R. c. Guy, 2007 QCCQ 11126 (CanLII)
[24] Rappelons d'abord, d'entrée de jeu, que, même si elles sont créées par la même disposition législative (en l'occurrence l'article 253 du Code criminel), la conduite d'un véhicule en état d'ébriété et la garde ou le contrôle d'un véhicule en état d'ébriété constituent deux infractions distinctes. En outre, bien que l'infraction de garde ou de contrôle soit moindre et incluse dans celle de conduite, l'inverse n'est pas vrai, de telle sorte que quelqu'un peut avoir distinctement commis l'une ou l'autre, mais pas simultanément l'une et l'autre des deux infractions, vu la portée de la règle prohibant les condamnations multiples (règle de l'arrêt Kienapple).
[25] Dans la Collection de droit 2007-2008 (Droit pénal: Infractions, moyens de défense et peine; Volume 12, École du Barreau, Les Éditions Yvon Blais, Cowansville, 2007), Me Diane Labrèche et Me Christian Jarry s'expriment en effet dans les termes suivants sur le sujet, à la page 141:
«Avant de définir ces expressions, il faut préciser qu'au regard d'un véhicule à moteur, l'article 253 a) et b) C.cr. créent chacun deux infractions distinctes, l'une étant commise par la conduite et l'autre par la garde ou le contrôle. Par conséquent, on ne peut accuser un individu d'avoir conduit et eu la garde ou le contrôle d'un véhicule. Par contre, l'infraction de garde ou contrôle est incluse dans celle de conduite et le fait de la garde ou du contrôle ne constitue qu'une seule infraction, ces deux termes ayant sensiblement le même sens.»

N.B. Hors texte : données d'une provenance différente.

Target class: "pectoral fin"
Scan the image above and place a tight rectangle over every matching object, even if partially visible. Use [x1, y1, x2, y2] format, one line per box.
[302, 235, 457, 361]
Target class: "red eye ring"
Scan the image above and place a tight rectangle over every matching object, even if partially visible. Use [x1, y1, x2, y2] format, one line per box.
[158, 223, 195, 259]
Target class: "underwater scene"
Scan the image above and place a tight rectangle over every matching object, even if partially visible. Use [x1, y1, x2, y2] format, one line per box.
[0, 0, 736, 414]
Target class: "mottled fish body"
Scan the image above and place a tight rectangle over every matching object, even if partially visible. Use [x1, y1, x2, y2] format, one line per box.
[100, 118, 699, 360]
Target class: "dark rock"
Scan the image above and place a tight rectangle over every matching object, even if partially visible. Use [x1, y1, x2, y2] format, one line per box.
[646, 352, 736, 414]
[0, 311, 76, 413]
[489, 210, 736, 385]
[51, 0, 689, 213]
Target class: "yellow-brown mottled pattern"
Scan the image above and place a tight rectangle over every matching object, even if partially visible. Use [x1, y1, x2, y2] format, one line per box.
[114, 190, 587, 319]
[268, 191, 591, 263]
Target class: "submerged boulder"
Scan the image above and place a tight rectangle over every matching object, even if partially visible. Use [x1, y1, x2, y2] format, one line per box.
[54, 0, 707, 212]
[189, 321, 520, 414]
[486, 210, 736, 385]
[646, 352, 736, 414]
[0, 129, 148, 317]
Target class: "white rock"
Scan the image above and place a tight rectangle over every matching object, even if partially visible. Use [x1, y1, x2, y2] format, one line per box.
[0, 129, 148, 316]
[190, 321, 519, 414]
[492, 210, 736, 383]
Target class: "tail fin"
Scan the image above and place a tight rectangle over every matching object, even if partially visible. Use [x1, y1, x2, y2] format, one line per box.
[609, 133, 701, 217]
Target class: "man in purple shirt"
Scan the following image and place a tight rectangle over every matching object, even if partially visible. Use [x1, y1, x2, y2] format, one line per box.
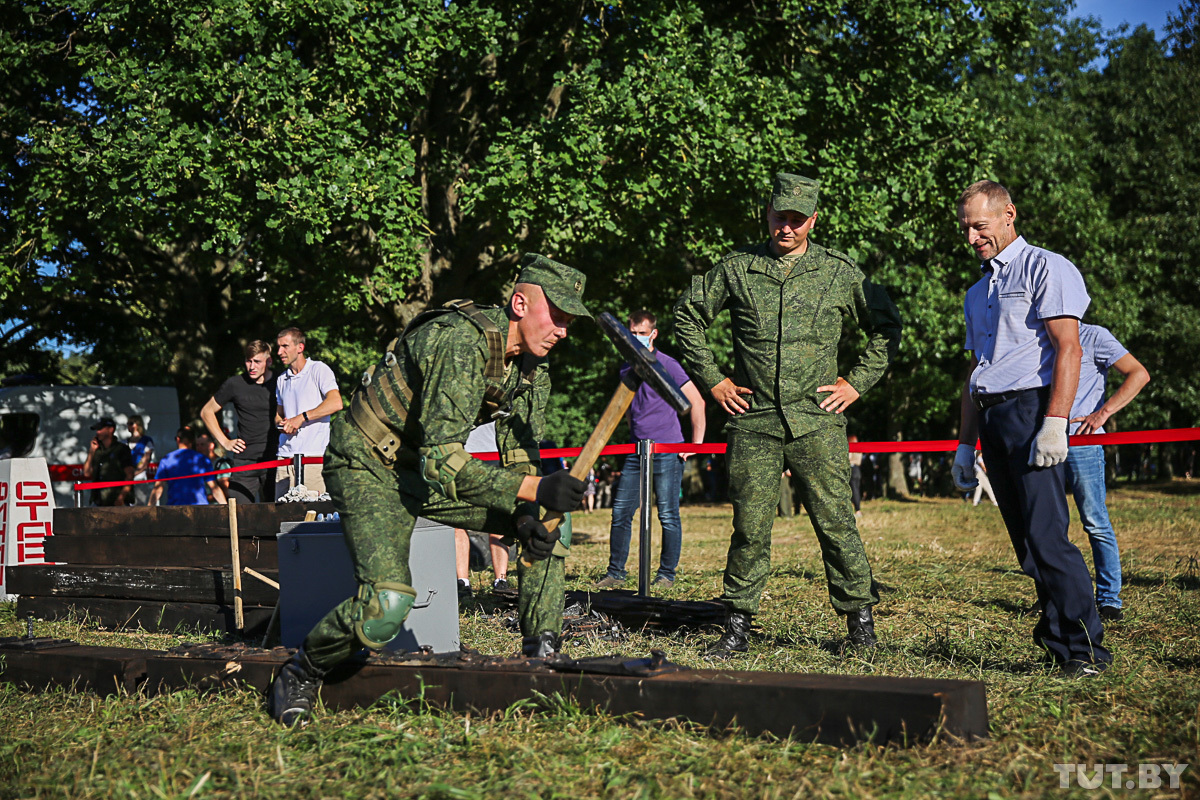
[1067, 325, 1150, 622]
[596, 309, 704, 589]
[952, 181, 1112, 678]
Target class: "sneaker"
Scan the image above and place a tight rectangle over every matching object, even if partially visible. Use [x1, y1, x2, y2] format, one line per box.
[1058, 658, 1110, 678]
[268, 650, 325, 728]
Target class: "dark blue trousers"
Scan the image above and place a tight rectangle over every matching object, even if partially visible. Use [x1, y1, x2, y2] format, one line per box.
[979, 386, 1112, 663]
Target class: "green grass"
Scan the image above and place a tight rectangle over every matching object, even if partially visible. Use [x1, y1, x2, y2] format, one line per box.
[0, 481, 1200, 800]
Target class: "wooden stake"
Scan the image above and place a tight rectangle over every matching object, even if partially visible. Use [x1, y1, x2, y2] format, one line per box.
[241, 566, 280, 590]
[229, 498, 246, 633]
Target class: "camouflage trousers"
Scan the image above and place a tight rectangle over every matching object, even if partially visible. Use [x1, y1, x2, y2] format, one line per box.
[304, 432, 566, 669]
[721, 427, 880, 614]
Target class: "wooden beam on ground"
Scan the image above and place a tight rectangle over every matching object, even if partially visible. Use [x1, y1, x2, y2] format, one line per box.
[146, 646, 988, 745]
[0, 638, 158, 696]
[46, 534, 280, 571]
[7, 566, 280, 606]
[54, 501, 334, 540]
[17, 597, 271, 636]
[0, 639, 988, 745]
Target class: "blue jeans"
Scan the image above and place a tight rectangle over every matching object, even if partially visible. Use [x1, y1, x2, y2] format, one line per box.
[1067, 445, 1121, 608]
[608, 453, 683, 581]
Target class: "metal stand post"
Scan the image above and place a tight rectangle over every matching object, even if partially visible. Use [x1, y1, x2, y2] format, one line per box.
[637, 439, 654, 597]
[292, 453, 304, 486]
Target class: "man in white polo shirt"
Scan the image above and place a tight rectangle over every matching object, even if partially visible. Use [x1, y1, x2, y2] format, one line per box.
[275, 327, 342, 500]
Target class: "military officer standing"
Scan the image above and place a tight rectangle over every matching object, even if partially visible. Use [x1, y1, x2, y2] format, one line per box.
[674, 173, 900, 658]
[270, 254, 592, 726]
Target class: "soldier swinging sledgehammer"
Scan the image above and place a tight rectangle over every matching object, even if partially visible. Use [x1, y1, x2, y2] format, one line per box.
[269, 253, 592, 726]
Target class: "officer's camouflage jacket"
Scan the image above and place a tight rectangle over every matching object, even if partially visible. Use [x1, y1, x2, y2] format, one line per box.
[360, 307, 550, 511]
[674, 241, 900, 438]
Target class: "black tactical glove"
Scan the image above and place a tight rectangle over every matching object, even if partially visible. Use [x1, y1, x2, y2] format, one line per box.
[517, 517, 558, 561]
[538, 469, 588, 513]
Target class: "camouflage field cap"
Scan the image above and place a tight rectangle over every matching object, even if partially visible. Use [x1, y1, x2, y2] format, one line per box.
[770, 173, 821, 217]
[517, 253, 592, 319]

[26] Cela dit, voici comment les auteurs décrivent l'état du droit quant à la notion de garde ou de contrôle et quant au fonctionnement de la présomption édictée en faveur du Poursuivant pour l'aider à faire la preuve de la commission de l'infraction, aux pages 141 à 143 du même ouvrage:
«Lorsqu'il s'agit de garde ou de contrôle, on se réfère à la responsabilité, gérance, supervision et surveillance qu'exerce une personne sur le véhicule. Il s'agit essentiellement d'une question de faits. Il est possible d'avoir la garde ou le contrôle d'un véhicule sans être dans l'automobile bien que la garde ou le contrôle suppose la présence physique dans le véhicule ou près de celui-ci. […]
Dans l'affaire R. c. Toews [ 1985 CanLII 46 (C.S.C.), [1985] 2 R.C.S. 119], la Cour suprême du Canada, après avoir statué que la garde ou le contrôle a trait à un élément autre que la conduite, a toutefois précisé qu'elle suppose «des actes qui comportent une certaine utilisation du véhicule ou de ses accessoires, ou une conduite quelconque à l'égard du véhicule qui comporterait le risque de le mettre en mouvement de sorte qu'il puisse devenir dangereux». […]
[…]
À l'article 258(1) a) C.cr., le législateur a édicté une présomption afin de faciliter, en certaines circonstances, la preuve de la garde ou du contrôle. Ainsi, lorsque l'accusé occupait la place ordinairement occupée par le conducteur, il est réputé avoir eu la garde ou le contrôle à moins qu'il n'établisse qu'il n'occupait pas cette place dans le but de mettre le véhicule en marche.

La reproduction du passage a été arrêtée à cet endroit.